When the Zoo Area Progressive Partnership was formed in the mid-1990s it was designed to get the Jackson Zoo involved in improving the west Jackson neighborhoods around it. Wednesday night, by stark contrast, the group met to discuss ways to encourage the zoo not to leave those neighborhoods behind.
Zoo Director Beth Poff opened the meeting by giving the eight people in attendance a description of the appeal process the zoo's leadership is going through to retain its status as Mississippi's only accredited zoo.
The national Association of Zoos and Aquariums denied the zoo's request for reaccreditation in early September, Poff says, on the grounds that the zoo was not financially stable. Because Jackson and Hinds County leadership has since pledged to help fund the zoo's budget ($1.4 million in 2012), Poff believes the appeal process will go smoothly.
"We have a nice letter from the mayor pledging his support, and I'm confident that we'll win our appeal because the only problem they listed on our review was an uncertainty around our funding," Poff said. "In the meantime, we remain an AZA accredited zoo."

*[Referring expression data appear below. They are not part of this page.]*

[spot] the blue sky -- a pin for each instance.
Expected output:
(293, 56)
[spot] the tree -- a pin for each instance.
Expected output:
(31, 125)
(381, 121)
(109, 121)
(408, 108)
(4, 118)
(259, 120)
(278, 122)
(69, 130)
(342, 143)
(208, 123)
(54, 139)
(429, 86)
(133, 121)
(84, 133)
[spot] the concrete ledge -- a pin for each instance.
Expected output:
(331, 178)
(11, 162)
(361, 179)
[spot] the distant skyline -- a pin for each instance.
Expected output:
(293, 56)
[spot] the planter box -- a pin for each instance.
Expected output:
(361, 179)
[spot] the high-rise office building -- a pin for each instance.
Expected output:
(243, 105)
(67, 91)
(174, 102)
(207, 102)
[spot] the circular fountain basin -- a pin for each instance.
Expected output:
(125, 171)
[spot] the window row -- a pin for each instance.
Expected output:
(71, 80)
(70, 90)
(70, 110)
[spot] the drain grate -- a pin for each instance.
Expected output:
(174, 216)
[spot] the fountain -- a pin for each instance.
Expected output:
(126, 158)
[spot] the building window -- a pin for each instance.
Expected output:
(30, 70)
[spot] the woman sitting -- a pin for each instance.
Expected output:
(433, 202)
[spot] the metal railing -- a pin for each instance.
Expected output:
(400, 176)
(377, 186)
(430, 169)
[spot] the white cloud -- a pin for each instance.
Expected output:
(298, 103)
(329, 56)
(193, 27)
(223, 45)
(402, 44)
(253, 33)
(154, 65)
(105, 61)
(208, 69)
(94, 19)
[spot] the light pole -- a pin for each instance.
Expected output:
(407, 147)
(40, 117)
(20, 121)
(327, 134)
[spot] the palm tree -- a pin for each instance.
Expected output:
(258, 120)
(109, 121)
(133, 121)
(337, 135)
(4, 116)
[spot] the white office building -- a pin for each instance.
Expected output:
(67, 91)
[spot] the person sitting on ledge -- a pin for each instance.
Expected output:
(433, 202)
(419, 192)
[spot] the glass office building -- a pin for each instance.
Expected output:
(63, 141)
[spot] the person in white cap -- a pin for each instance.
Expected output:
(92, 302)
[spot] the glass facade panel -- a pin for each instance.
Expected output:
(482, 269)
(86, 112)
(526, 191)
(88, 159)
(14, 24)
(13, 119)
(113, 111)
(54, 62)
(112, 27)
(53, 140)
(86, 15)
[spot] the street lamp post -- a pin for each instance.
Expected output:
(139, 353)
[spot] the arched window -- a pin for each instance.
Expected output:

Accreditation brings with it a couple of perks. AZA-accredited zoos have exchange programs for animals, for breeding or health-care-related reasons, where member zoos trade out animals for periods of time. Poff said a number of the Jackson Zoo's 750-plus animals are on loan from other zoos or "visiting" for the purpose of mating. If the zoo lost its accreditation, they would have to contact all of their affiliated partners and let them know.
But the bigger problem for the zoo is dwindling attendance numbers that do not match up with its spending on exhibits and staff. Poff pointed out that zoo has spent $12 million on new exhibits in the past 10 years, but has experienced stagnant visitor numbers.
Something has to give, she said, because the zoo's attendance isn't half of what it should be for a region the size of the greater Jackson metro area.
"We're going through a situation now where we are having to shrink the size of our staff," Poff said. "We have to have a staff to match our attendance, and if our attendance is only going to be 100,000 visitors a year, we've got to find a way to pay. With our metro area, we should be doing 230,000 visitors a year, so what's wrong? We've had $12 million in new exhibits in the past 10 years, so what's wrong? ... That's what the board has to wrestle with. We have to have a hard direction: It's either fix where we are, get the help of (the area) around us to come up to a certain level, or maybe the zoo is in the wrong spot."